At the end of my freshman year, I began working with my advisor ("Prof A") on non-research-focused design projects (i.e. not the sort of thing that would lead to a publication), as a way to get some experience working under an advisor and to "get my foot in the door". He was highly impressed by my work (specifically the effort and time I put into the work) and gave me more opportunities at the beginning of this school year (fall 2014) to do more work with him on some research-focused projects.
As this year has progressed, Prof A has given me more and more support and has continued to help me gain funding for my own projects, and is the primary reason that I have excelled up to this point. He has certainly become someone who I would consider to be my mentor in many ways.
Despite all of the great opportunities I have received so far, I want to expand my horizons from the narrow topics I have worked on so far in research. Recently, I asked a different professor ("Prof B") to work on his research team, and he offered me a position. I immediately accepted, knowing that his research is something in which I'm highly interested, and something that I could certainly see myself researching in graduate school. I do not plan on letting this new project with Prof B in any way interfere with the work I am doing with Prof A; I simply plan to work on both concurrently. It should be noted that Prof B was fully aware of my work in Prof A's lab, and this played a role in his eagerness to have me on his research team.
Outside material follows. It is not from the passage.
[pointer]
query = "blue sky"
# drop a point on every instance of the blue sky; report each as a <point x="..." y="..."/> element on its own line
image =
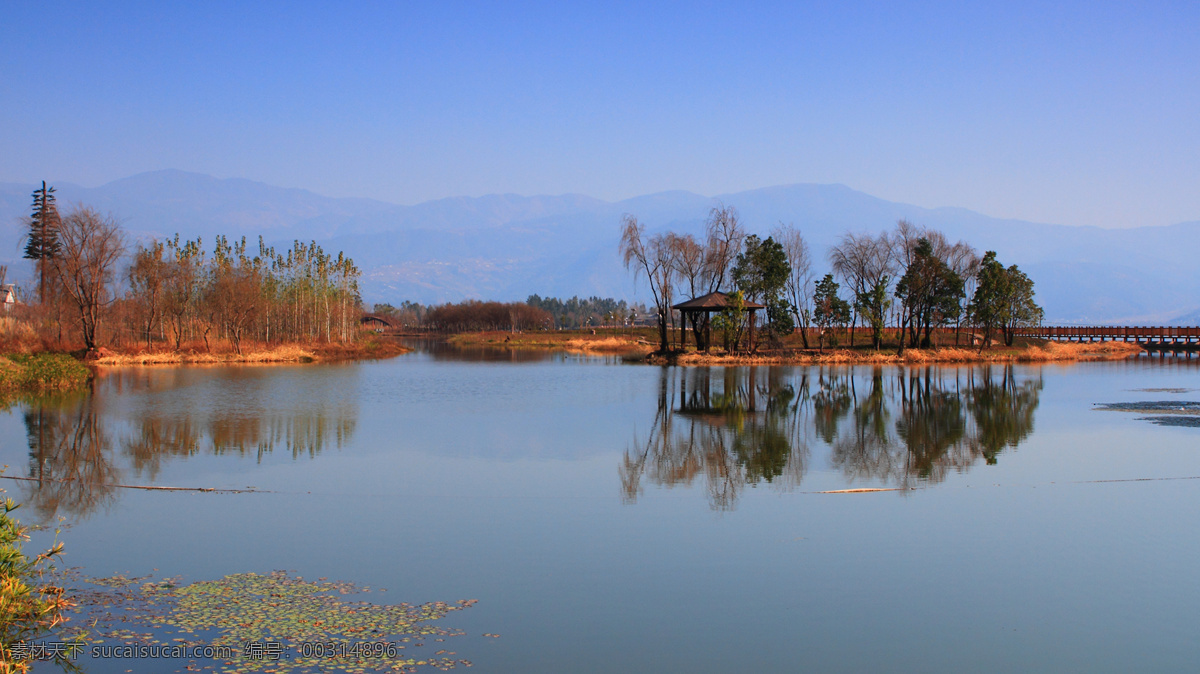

When I mentioned my new research position to Prof A, he seemed disappointed in his demeanor (although nothing he said was necessarily disapproving), as though my working in another lab were not appropriate. I had thought that this should be no problem, especially coming from the standpoint that he is not my advisor in the way that a Ph.D. student has an advisor, so there is no obligation, per se, to consult him before taking on new work.
Was I wrong in not going to Prof A for advisement about this new opportunity, considering all he has done for me? Or was I correct that I have the right to go and find other opportunities if I wish?
As a broader question for the future, does the same etiquette apply in graduate school (master's and doctoral)? Or should actions be different in the two different situations?